13. Check Your Vitamin D and Iron Levels
Deficiencies in either of these key nutrients can adversely impact gut health.
Low levels of vitamin D impair immune function and have been associated with an increased prevalence of irritable bowel disease.
Low levels of iron are also linked to impaired gut function. The underlying cause of an iron deficiency may by gut malabsorption, excessive consumption of mineral-binding foods like grains and legumes, or a failure to meet the requirements for dietary iron intake.
14. Add Supplements as Needed
The most effective way to address poor gut health is to ascertain the underlying cause and address it.
In some cases, however, it can be helpful to integrate natural compounds either as you navigate that process or in order to counterbalance electrical or structural digestive issues.

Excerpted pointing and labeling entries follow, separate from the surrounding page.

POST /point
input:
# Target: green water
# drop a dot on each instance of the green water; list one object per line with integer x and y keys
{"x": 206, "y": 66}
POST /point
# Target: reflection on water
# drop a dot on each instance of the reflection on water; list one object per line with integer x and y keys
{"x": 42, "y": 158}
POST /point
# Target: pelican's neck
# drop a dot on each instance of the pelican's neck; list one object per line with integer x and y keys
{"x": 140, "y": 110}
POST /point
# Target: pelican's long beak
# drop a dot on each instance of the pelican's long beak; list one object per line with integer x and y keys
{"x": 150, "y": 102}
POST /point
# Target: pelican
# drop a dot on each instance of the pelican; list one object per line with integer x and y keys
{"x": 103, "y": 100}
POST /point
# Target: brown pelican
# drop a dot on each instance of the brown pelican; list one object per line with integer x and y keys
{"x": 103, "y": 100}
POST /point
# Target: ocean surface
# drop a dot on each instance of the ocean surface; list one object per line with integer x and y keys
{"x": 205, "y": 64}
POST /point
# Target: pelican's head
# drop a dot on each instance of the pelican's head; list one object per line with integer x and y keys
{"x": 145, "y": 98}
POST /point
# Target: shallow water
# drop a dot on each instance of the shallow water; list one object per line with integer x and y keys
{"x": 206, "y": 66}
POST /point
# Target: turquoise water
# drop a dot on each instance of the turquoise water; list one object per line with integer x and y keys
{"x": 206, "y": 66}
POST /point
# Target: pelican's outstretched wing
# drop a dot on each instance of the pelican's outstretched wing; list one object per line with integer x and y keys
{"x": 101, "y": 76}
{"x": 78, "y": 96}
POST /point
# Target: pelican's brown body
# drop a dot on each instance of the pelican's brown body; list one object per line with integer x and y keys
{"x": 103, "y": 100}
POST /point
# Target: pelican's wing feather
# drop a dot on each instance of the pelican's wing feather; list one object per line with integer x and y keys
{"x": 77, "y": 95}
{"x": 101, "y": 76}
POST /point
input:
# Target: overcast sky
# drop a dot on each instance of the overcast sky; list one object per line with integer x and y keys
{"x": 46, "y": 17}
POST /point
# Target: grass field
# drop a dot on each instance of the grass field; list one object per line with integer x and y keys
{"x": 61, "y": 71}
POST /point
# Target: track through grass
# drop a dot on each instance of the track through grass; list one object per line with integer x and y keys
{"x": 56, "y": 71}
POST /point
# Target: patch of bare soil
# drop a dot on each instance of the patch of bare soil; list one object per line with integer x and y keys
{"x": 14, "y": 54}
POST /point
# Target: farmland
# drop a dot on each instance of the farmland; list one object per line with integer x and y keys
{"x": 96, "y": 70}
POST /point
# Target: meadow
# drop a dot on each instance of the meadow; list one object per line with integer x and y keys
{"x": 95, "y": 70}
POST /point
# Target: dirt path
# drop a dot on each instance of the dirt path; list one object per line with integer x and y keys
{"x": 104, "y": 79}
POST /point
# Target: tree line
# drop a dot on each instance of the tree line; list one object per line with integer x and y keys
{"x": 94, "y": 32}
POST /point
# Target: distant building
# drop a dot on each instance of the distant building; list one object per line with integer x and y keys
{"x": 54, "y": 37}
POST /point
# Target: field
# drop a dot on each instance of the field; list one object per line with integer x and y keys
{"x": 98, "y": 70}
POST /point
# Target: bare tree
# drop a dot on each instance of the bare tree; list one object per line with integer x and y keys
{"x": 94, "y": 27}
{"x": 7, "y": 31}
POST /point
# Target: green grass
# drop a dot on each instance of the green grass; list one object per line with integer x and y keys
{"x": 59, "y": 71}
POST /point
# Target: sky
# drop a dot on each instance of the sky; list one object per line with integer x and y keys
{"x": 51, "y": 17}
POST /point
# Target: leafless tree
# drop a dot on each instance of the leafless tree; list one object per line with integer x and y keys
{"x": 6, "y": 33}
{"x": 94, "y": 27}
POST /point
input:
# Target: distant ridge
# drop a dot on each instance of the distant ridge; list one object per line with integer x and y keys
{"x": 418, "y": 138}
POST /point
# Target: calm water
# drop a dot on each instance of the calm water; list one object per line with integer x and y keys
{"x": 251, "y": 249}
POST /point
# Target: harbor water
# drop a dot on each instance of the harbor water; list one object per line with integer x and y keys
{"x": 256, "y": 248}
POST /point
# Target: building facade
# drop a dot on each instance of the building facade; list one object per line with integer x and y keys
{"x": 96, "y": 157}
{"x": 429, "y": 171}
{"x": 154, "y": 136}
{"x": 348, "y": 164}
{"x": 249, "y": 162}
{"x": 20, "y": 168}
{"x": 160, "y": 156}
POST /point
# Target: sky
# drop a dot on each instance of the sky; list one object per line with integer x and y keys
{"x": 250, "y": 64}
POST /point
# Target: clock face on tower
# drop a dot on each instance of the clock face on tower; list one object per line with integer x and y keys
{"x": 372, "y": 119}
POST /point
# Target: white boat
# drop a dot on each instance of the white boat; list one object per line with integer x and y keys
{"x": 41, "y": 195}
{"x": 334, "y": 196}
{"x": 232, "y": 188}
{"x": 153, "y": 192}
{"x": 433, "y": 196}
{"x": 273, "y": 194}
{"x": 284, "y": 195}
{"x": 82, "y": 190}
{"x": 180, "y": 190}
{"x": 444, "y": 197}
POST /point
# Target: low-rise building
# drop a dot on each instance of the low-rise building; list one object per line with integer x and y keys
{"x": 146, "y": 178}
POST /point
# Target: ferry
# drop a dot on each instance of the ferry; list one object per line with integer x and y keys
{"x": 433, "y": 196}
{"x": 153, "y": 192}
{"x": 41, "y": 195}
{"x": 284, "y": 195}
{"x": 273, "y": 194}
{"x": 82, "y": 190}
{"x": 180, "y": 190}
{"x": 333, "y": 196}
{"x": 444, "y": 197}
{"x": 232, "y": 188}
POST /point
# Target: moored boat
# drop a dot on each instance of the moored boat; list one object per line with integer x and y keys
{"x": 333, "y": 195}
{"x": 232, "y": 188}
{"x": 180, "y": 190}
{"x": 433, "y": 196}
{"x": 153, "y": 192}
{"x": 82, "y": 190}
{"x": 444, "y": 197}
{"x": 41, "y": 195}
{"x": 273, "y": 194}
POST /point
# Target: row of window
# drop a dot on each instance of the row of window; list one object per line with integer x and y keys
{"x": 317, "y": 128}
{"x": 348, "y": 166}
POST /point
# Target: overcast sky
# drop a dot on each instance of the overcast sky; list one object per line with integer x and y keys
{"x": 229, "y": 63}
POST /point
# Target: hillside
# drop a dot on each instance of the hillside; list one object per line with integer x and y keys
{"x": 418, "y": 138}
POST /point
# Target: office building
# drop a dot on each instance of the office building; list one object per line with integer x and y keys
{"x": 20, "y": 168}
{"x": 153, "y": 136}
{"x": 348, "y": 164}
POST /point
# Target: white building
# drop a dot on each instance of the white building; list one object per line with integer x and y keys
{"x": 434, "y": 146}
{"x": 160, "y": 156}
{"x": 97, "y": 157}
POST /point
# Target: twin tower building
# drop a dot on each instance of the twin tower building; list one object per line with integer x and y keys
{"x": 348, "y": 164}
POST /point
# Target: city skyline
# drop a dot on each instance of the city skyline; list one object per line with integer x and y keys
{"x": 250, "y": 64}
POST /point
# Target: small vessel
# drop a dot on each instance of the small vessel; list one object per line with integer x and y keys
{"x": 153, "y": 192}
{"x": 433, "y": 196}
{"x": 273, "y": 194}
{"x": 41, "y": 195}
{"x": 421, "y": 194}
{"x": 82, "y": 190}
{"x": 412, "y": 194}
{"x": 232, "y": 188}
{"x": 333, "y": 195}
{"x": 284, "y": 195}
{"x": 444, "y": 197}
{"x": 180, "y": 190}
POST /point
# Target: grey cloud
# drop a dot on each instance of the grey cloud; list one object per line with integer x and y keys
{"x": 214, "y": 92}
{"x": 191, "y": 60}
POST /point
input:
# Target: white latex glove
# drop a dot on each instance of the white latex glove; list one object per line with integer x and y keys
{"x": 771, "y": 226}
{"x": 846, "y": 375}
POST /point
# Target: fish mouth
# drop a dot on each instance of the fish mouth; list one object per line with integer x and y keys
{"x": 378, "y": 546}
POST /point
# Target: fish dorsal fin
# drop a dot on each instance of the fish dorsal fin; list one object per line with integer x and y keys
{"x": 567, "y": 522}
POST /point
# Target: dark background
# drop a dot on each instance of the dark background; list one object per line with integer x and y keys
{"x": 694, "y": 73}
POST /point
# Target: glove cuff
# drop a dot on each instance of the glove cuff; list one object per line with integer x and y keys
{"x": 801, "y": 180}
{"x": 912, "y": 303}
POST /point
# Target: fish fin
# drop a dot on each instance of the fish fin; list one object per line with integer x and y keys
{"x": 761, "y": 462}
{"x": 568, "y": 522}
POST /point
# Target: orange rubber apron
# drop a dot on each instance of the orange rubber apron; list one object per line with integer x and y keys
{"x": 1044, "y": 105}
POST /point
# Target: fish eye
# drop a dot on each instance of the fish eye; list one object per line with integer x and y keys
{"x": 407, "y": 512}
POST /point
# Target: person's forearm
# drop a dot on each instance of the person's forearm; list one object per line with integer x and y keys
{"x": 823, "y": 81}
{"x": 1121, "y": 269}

Some supplements to consider include: St. John’s Wort, melatonin, curcumin (turmeric), Iberis amara, chamomile, arrowroot, peppermint, Boswellia carterii, artichoke leaf, clove, zinc, quercetin, gamma oryzanol, licorice root, CoQ10, phosphatidylcholine, aloe vera, and psyllium. The specifics of your situation will inform which of these, if any, is the best fit for you.
15. Prioritize Glutamine Intake
Your gut needs glutamine in order to transport nutrients into the blood and restock cells. Not only is glutamine a crucial source of energy for intestinal cells, but it also has the ability to reverse inappropriate gut permeability. When enough glutamine is available, in conjunction with a host of growth factors and regulatory peptides that play protective and healing roles, the gastrointestinal mucosal integrity is quickly restored. Glutamine may even help alleviate allergic responses to various food compounds.
Glutamine is the most abundant amino acid in blood and, while the body can synthesize it, it is a conditionally essential amino acid. Glutamine becomes essential when, during catabolic stress or exposure to pathogens, the rate at which it is used to fuel and rebuild the mucosa is greater than the rate at which the body can produce new glutamine.
If you're experiencing chronic symptoms of poor gut health, you can likely benefit from an increased intake of glutamine.
No one nutrient can cure all digestive woes, but adding glutamine-rich foods to your diet is a great first step toward better gut health.